In the Reel Genius portion of Reel.com, users rate an extensive list of films. In turn, the Genius suggests films it believes best mesh with the user’s tastes. The more films a user rates, the more films Genius proposes.

Besides the movie-matching service, Reel.com offers 30-word film reviews and a movie thesaurus. Type in, for example, the 1988 comedy “A Fish Called Wanda,” and the thesaurus suggests “The Tall Guy,” “Blazing Saddles,” “The Jerk” and “Monty Python and the Holy Grail.”

Skorman believes that in order for his fledgling site to be successful, it must offer features that repeatedly draw users in and must constantly evolve to satisfy users who won’t accept stasis.

“That’s the thing about the Web,” says Skorman, who has invested $1 million of his own money to fund the 60-person, San Francisco-based operation. “It’s so dynamic. It’s not a book--it’s a work in progress.”

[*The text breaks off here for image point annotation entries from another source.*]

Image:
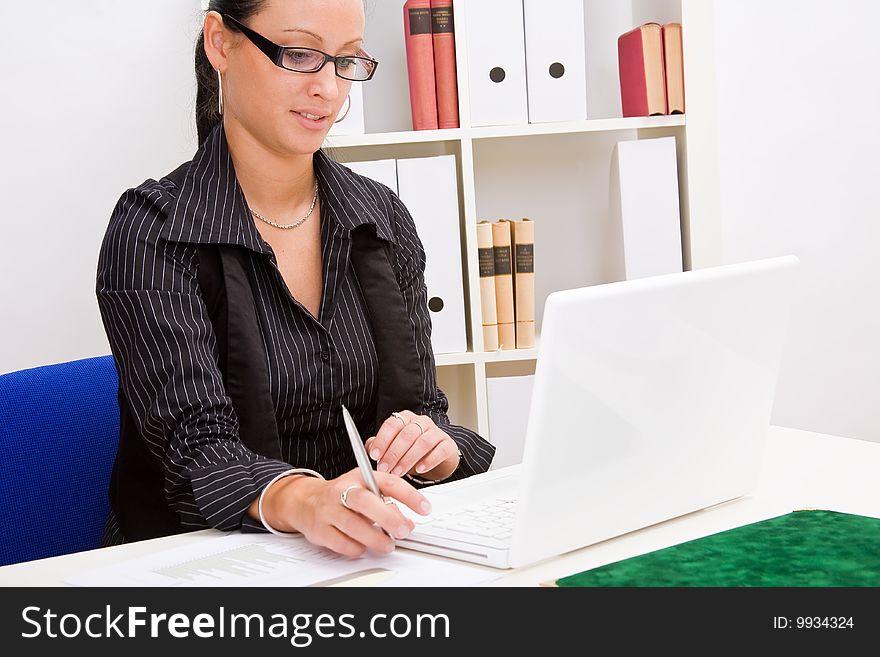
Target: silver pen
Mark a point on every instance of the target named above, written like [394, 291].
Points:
[360, 454]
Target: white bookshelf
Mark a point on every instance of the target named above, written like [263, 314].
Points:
[557, 174]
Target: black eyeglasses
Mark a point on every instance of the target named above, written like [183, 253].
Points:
[358, 68]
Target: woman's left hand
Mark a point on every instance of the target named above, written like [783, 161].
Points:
[413, 444]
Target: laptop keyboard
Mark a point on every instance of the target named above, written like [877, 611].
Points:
[489, 519]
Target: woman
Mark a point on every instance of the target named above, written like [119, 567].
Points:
[255, 290]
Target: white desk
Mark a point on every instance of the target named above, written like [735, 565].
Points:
[801, 470]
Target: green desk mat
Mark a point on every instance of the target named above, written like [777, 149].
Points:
[804, 548]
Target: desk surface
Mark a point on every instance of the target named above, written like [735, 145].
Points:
[801, 470]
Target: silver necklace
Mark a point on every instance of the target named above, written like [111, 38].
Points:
[288, 226]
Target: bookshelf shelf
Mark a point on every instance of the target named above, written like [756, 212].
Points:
[502, 132]
[590, 125]
[470, 357]
[558, 174]
[394, 138]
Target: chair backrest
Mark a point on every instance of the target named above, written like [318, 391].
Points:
[59, 427]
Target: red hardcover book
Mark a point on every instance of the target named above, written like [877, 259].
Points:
[642, 71]
[672, 56]
[420, 63]
[443, 28]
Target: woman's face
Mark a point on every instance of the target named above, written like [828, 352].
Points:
[269, 101]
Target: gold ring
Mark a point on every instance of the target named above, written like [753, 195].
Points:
[344, 497]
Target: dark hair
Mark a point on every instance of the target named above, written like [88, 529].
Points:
[207, 115]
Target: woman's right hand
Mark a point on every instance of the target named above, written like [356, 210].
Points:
[314, 508]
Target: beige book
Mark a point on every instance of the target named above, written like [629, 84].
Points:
[504, 285]
[674, 63]
[523, 238]
[486, 252]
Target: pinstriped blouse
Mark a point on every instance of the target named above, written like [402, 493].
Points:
[167, 356]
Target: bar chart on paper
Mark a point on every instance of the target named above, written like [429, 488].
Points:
[261, 560]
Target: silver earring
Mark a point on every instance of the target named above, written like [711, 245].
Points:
[347, 110]
[219, 94]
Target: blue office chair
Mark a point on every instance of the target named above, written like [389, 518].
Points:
[59, 426]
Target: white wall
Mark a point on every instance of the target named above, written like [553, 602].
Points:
[97, 95]
[798, 95]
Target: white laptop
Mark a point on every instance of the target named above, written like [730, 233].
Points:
[651, 399]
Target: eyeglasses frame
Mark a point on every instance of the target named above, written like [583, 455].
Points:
[276, 53]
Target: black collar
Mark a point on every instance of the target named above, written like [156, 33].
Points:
[211, 208]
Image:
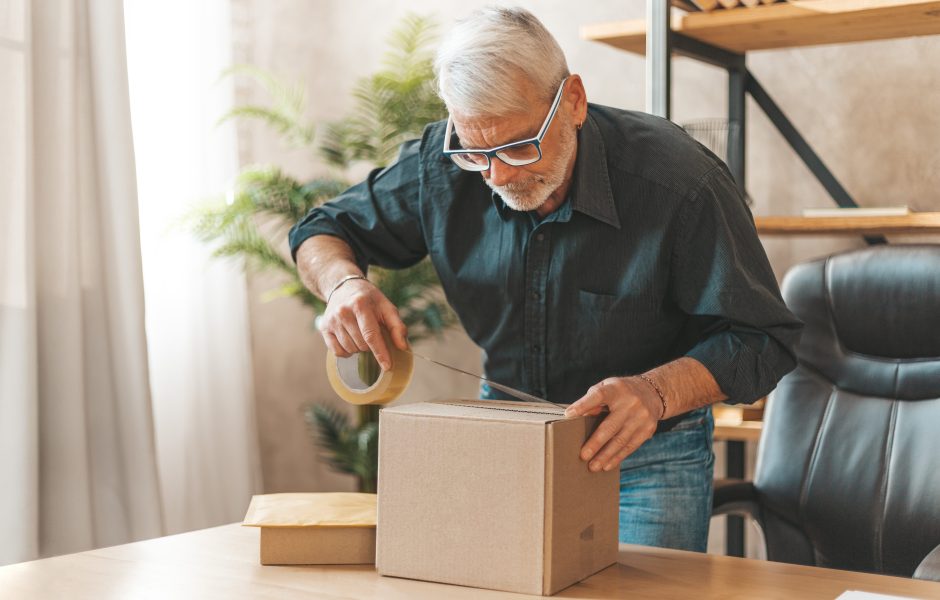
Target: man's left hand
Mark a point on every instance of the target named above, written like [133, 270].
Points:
[635, 409]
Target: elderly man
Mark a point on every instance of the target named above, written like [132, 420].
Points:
[599, 257]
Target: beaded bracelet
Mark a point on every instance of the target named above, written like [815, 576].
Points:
[340, 283]
[662, 397]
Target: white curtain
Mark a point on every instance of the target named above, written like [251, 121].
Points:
[77, 456]
[197, 315]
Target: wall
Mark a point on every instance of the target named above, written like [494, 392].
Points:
[868, 109]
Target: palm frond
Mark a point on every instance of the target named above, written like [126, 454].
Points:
[393, 105]
[285, 116]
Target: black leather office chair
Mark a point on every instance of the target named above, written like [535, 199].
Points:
[848, 468]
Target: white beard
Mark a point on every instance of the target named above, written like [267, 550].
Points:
[532, 193]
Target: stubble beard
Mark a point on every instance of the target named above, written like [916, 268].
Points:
[532, 193]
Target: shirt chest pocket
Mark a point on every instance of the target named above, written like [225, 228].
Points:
[616, 305]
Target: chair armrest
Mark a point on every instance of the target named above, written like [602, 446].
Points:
[735, 496]
[929, 568]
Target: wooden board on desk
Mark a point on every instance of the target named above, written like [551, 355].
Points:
[914, 223]
[786, 24]
[222, 562]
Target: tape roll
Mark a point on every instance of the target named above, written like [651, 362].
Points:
[358, 379]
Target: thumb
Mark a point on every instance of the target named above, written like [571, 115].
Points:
[396, 327]
[588, 404]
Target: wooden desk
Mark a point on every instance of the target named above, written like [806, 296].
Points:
[223, 563]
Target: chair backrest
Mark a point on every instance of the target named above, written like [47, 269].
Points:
[848, 471]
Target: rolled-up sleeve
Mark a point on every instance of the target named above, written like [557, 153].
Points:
[721, 273]
[378, 218]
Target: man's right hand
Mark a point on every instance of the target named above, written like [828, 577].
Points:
[353, 321]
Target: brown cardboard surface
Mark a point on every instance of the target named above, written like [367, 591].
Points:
[491, 495]
[584, 540]
[317, 545]
[314, 528]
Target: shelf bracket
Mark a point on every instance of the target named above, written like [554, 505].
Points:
[659, 58]
[802, 148]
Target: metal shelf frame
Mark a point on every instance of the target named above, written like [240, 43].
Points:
[662, 42]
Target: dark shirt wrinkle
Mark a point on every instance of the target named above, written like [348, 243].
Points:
[652, 256]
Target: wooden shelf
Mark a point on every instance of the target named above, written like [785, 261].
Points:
[748, 431]
[914, 223]
[786, 24]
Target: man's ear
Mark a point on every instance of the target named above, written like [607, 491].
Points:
[576, 98]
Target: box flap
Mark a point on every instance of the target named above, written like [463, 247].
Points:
[581, 509]
[483, 410]
[337, 509]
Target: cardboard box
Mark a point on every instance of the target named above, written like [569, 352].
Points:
[493, 495]
[314, 529]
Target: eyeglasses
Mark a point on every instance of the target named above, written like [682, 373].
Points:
[516, 154]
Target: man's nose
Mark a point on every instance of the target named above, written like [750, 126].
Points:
[499, 172]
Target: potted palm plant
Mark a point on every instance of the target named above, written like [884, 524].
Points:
[390, 106]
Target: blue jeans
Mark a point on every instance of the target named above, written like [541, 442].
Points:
[666, 486]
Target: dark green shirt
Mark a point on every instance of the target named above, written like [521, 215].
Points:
[652, 256]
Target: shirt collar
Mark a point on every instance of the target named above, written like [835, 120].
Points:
[590, 191]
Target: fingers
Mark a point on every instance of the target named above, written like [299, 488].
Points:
[373, 338]
[631, 436]
[608, 428]
[589, 404]
[393, 323]
[333, 344]
[625, 429]
[354, 320]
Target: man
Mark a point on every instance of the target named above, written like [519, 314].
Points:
[599, 257]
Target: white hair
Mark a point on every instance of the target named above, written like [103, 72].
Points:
[481, 60]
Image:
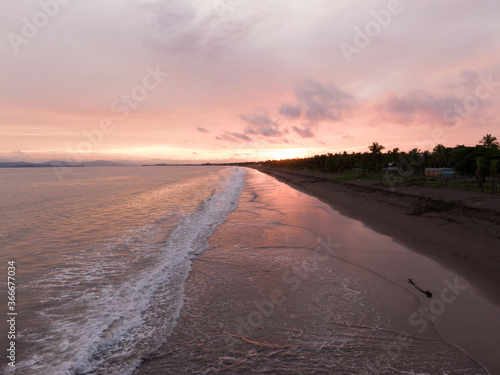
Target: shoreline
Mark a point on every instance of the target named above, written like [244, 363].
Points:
[452, 227]
[264, 297]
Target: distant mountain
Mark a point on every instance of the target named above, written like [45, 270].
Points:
[57, 163]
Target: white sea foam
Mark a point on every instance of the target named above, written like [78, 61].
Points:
[109, 327]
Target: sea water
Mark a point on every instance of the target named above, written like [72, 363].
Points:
[103, 259]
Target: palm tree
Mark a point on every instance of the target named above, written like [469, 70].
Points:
[441, 156]
[375, 148]
[489, 141]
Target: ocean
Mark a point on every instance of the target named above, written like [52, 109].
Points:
[164, 270]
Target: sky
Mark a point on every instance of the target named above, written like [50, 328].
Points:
[244, 80]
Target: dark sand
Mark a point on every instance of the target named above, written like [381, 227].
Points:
[458, 228]
[277, 303]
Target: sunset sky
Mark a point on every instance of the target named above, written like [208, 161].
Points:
[203, 80]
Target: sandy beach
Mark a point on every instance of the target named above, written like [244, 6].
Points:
[458, 228]
[270, 297]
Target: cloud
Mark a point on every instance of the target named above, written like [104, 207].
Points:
[290, 111]
[323, 101]
[416, 107]
[259, 124]
[233, 137]
[304, 133]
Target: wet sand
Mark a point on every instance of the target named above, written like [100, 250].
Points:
[306, 290]
[459, 229]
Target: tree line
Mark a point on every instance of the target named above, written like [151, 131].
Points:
[480, 161]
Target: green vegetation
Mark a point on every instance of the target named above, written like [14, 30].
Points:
[477, 166]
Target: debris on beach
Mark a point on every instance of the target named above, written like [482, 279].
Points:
[426, 292]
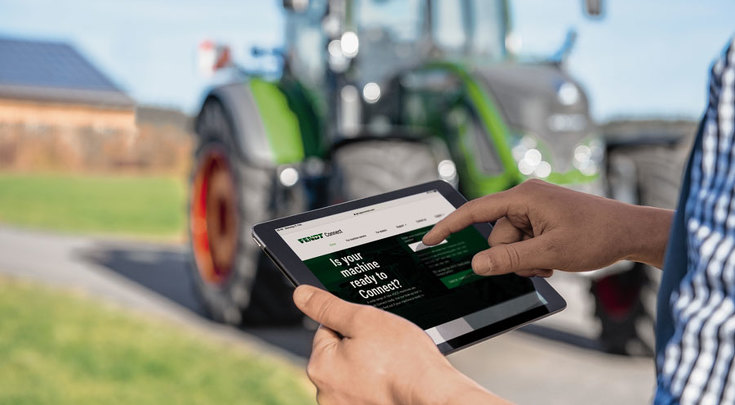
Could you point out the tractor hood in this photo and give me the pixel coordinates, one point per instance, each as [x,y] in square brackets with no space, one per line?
[542,101]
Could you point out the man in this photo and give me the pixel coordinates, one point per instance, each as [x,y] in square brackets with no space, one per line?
[541,227]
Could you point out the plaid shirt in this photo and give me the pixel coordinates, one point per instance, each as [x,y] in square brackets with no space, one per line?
[696,310]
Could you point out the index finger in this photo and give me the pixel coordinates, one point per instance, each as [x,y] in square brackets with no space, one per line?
[325,308]
[484,209]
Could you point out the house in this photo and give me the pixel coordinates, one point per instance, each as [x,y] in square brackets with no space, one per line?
[57,109]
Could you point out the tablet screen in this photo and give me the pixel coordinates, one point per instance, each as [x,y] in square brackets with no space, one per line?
[374,255]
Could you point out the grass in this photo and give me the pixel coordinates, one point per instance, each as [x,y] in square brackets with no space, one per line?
[61,348]
[151,206]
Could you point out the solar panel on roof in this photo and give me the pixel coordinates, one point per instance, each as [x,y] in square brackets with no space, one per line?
[51,64]
[54,71]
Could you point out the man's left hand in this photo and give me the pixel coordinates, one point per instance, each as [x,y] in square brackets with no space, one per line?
[362,355]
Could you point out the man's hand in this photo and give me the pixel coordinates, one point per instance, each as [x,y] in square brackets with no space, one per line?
[362,355]
[541,227]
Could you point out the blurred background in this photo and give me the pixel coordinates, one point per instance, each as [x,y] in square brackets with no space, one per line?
[140,140]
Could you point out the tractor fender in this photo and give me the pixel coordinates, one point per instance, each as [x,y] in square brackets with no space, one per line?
[265,131]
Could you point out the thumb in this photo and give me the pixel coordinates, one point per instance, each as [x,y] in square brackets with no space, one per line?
[529,254]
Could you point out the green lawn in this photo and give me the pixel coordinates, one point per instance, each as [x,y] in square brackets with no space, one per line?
[63,348]
[134,205]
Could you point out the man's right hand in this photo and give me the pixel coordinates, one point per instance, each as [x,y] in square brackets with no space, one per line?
[541,227]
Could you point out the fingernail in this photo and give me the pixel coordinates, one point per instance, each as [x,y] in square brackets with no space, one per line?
[301,295]
[481,264]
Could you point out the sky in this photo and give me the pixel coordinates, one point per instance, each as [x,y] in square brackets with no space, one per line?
[643,59]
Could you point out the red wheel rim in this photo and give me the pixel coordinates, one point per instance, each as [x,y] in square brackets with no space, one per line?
[214,221]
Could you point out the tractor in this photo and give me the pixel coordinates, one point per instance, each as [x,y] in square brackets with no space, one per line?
[371,96]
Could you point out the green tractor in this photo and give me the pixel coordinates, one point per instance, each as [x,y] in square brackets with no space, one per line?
[373,95]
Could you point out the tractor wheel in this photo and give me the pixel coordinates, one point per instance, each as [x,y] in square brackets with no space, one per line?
[365,168]
[625,303]
[227,197]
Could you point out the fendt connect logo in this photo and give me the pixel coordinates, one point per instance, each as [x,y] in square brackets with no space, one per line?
[319,236]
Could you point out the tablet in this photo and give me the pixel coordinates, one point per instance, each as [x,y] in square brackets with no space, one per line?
[369,251]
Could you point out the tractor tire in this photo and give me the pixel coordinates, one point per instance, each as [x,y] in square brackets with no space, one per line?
[365,168]
[625,303]
[235,282]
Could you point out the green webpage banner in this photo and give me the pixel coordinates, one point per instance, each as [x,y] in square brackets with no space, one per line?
[374,255]
[427,285]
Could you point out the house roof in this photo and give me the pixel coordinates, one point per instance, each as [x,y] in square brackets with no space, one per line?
[54,71]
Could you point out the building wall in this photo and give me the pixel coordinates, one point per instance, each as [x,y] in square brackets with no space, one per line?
[63,137]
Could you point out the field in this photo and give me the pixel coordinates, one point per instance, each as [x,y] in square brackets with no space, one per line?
[152,206]
[64,348]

At the Bellevue, Wash.-based Mr. Showbiz (https://www.mrshowbiz.com), site operators use the oftentimes light nature of the entertainment industry to fuel some of the site’s most creative aspects. In addition to the entertainment news, reviews and interviews offered by the site, financially backed by Paul Allen’s Starwave Corp., Mr. Showbiz’s most unusual features lie in its games section.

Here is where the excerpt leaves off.